Creating safe and empowering public spaces with women and girls
Sexual harassment and other forms of sexual violence in public spaces, both in urban and rural settings, are an everyday occurrence for women and girls in every country around the world.
Women and girls experience and fear different forms of sexual violence in public spaces, from unwelcome sexual remarks and gestures, to rape and femicide. It happens on streets, in and around public transportation, schools, workplaces, public toilets, water and food distribution sites, and parks.
This reality reduces women’s and girls’ freedom of movement. It reduces their ability to participate in school, work, and public life. It limits their access to essential services and their enjoyment of cultural and recreational activities, and negatively impacts their health and well-being.
Although domestic and workplace violence is now widely recognized as a human rights violation, sexual harassment and other forms of violence against women and girls in public spaces are often neglected, with few laws or policies in place to prevent and address it.

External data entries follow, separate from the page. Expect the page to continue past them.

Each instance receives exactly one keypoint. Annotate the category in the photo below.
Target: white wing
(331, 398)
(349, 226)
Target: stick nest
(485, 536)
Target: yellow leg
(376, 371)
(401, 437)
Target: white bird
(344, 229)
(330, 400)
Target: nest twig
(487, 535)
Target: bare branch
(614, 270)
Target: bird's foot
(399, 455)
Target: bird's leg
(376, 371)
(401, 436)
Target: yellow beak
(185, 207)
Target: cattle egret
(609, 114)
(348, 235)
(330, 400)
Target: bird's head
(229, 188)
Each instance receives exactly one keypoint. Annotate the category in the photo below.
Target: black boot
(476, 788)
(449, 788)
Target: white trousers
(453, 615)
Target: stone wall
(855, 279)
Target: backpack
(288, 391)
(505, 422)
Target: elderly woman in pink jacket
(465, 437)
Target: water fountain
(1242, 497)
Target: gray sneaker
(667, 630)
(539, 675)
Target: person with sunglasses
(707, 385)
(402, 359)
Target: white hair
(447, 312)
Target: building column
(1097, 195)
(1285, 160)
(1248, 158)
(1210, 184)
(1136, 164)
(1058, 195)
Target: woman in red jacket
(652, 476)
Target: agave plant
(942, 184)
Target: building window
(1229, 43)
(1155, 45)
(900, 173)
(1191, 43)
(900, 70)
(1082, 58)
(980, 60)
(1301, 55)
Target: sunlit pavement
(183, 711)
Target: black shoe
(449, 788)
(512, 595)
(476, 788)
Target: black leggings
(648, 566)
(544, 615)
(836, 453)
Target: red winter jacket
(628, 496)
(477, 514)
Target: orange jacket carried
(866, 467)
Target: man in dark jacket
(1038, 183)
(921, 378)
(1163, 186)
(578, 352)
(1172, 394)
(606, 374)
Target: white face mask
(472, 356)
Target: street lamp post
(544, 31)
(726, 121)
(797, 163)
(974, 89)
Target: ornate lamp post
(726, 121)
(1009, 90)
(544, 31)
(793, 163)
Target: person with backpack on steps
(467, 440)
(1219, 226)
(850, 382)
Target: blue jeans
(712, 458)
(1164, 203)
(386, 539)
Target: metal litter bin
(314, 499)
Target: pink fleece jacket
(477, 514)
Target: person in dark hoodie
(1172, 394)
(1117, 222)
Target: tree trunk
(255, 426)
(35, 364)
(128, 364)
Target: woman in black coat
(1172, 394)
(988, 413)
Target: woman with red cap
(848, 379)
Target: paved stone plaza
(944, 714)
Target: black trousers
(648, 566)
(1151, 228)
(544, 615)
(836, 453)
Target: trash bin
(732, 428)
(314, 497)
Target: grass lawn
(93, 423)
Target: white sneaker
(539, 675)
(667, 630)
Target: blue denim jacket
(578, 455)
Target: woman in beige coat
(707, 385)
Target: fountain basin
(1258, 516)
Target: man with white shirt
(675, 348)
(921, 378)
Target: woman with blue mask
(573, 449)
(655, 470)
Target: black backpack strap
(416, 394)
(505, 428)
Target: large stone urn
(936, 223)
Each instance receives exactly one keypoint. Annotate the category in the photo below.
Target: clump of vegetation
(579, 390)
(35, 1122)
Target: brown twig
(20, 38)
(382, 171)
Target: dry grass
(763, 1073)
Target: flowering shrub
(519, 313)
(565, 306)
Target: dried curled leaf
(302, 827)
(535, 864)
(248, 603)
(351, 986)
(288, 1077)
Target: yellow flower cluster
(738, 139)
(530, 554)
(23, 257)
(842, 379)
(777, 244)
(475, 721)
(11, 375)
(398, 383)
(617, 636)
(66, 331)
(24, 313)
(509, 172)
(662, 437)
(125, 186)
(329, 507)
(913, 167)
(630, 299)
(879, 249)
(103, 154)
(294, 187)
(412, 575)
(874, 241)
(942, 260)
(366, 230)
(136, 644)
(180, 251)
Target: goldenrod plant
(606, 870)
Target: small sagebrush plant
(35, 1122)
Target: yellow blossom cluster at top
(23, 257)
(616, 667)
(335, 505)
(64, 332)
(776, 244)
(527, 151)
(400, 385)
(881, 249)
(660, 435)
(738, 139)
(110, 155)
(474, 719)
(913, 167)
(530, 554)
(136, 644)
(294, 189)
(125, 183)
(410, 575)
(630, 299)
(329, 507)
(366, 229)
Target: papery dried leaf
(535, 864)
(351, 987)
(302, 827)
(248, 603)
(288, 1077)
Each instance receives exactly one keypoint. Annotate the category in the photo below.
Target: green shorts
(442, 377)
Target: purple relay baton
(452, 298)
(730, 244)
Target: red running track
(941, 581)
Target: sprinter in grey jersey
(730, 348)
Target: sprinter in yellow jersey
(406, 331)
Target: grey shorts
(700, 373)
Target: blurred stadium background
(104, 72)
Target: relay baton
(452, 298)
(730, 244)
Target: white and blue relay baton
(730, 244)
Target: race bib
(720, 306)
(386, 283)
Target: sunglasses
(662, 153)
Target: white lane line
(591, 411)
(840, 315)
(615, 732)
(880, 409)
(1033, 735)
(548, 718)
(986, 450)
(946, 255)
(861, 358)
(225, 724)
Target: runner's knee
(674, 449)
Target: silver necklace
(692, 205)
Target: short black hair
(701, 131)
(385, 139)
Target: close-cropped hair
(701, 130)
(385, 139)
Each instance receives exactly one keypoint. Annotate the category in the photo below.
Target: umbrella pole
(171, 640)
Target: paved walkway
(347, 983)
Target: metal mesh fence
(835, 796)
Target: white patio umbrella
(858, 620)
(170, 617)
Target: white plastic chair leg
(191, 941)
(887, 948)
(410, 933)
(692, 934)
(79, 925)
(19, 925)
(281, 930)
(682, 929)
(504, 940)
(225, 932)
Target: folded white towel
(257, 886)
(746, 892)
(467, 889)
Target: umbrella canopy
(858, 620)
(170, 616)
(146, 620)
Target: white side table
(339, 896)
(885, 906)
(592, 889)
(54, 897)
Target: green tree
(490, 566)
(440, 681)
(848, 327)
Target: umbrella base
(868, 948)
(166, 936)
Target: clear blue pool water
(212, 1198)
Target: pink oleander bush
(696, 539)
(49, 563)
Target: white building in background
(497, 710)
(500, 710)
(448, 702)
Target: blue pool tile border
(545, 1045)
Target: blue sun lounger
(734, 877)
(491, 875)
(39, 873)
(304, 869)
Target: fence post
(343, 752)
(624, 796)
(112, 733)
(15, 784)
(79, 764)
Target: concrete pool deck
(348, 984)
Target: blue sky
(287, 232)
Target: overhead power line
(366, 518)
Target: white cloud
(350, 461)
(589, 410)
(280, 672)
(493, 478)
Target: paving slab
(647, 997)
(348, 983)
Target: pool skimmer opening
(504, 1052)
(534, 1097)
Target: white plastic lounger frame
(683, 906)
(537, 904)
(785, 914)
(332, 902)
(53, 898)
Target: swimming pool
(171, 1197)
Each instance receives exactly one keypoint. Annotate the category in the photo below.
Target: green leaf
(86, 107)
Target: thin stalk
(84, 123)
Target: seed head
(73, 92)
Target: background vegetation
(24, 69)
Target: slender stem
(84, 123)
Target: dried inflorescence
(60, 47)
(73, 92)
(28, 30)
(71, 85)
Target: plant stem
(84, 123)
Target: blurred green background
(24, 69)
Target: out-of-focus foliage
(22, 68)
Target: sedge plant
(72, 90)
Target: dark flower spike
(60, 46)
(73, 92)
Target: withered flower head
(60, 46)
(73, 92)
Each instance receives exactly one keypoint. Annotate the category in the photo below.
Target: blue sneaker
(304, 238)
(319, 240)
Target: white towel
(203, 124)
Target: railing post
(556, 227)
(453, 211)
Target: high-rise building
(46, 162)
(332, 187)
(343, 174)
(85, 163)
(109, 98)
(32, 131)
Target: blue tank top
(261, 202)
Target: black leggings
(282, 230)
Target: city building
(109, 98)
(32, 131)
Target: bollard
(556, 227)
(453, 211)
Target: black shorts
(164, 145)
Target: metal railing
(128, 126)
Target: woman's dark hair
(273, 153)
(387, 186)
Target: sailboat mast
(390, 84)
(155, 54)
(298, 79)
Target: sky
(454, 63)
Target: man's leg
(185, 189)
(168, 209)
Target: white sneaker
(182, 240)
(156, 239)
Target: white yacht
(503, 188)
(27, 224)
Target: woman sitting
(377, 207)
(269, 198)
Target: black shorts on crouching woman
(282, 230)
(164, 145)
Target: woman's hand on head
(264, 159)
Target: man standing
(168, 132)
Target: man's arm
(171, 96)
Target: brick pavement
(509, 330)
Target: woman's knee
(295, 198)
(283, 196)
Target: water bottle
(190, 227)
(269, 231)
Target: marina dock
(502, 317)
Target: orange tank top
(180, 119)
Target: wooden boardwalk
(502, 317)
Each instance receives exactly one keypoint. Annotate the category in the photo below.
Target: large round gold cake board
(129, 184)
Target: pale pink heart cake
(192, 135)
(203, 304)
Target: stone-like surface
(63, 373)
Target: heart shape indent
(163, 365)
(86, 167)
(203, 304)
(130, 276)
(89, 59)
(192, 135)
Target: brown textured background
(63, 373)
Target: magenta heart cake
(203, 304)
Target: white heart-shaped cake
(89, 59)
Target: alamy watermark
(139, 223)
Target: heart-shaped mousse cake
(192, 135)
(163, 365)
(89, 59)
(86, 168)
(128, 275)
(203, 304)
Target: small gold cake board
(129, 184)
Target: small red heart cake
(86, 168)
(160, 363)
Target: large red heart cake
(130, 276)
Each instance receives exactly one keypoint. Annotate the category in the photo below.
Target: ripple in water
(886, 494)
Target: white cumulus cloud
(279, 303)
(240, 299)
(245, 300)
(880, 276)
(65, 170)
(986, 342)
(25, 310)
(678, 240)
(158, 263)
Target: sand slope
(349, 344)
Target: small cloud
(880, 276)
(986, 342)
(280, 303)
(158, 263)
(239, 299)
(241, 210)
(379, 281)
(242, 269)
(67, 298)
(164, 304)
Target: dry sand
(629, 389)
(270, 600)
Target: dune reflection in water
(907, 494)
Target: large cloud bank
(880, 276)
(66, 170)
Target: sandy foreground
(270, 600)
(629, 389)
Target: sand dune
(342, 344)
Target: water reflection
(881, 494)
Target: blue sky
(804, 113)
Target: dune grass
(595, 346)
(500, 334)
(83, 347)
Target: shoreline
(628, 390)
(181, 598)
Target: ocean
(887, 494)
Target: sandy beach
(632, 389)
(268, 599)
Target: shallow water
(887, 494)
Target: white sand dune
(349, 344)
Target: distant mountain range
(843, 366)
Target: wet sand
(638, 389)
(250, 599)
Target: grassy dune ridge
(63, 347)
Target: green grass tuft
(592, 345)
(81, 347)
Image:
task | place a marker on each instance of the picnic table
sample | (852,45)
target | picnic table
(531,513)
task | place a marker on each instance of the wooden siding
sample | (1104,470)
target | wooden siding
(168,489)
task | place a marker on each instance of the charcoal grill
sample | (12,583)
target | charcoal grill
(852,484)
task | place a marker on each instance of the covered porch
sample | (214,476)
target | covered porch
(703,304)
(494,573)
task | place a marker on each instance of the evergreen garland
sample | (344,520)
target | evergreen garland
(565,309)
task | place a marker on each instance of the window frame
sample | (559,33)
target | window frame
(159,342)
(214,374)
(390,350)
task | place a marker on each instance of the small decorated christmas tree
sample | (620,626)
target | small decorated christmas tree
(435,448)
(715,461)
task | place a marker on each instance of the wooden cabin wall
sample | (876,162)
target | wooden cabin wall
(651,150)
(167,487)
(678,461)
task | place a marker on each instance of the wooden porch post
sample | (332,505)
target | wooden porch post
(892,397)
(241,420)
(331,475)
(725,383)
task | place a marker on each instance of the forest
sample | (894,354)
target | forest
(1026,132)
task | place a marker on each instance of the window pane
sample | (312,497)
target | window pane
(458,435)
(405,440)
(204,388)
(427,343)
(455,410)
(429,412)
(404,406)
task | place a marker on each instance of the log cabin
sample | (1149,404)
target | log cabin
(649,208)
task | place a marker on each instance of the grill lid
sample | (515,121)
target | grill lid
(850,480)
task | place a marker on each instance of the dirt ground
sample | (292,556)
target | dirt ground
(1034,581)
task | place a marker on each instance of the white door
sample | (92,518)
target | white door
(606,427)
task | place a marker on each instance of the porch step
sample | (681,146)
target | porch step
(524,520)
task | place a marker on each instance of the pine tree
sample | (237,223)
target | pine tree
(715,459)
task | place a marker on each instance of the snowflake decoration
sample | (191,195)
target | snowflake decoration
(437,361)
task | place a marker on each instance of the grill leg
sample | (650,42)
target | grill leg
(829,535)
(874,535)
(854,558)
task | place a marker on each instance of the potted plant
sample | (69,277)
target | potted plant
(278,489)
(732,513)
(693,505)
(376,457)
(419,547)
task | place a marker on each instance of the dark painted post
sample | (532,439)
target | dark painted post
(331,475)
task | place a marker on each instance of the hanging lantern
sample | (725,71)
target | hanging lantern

For 10 years, UN Women’s global initiative, Safe Cities and Safe Public Spaces for Women and Girls, has worked with leading women’s organizations, local and national governments, UN agencies, and other partners to develop, implement, and evaluate comprehensive approaches to prevent and respond to sexual harassment against women and girls in public spaces in different settings.
Beginning in the cities of Quito (Ecuador), Cairo (Egypt), New Delhi (India), Port Moresby (Papua New Guinea), and Kigali (Rwanda), this multi-stakeholder global initiative has grown to include 50 cities and continues to achieve positive results with its partners.
In Port Moresby, Papua New Guinea, for example, the initiative has contributed to increased safety, hygiene, and comfort among women and girls working in markets and while travelling on public transport.
In Quito, Ecuador, a local regulation was adopted to include a specific provision against sexual harassment in public spaces, resulting in reduced sexual harassment on transportation in the city, and it also informed the national strategy on gender-based violence.
In Morocco, the Ministry of Housing developed “National guidelines on gender-responsive planning” to ensure that all women and girls living in cities can safely access and use urban public spaces.
In Maputo, Mozambique, youth advocates equipped with data and advocacy skills mobilized the Ministry of Education to improve women’s and girls’ safety, including holding awareness raising sessions on the prevention of sexual harassment.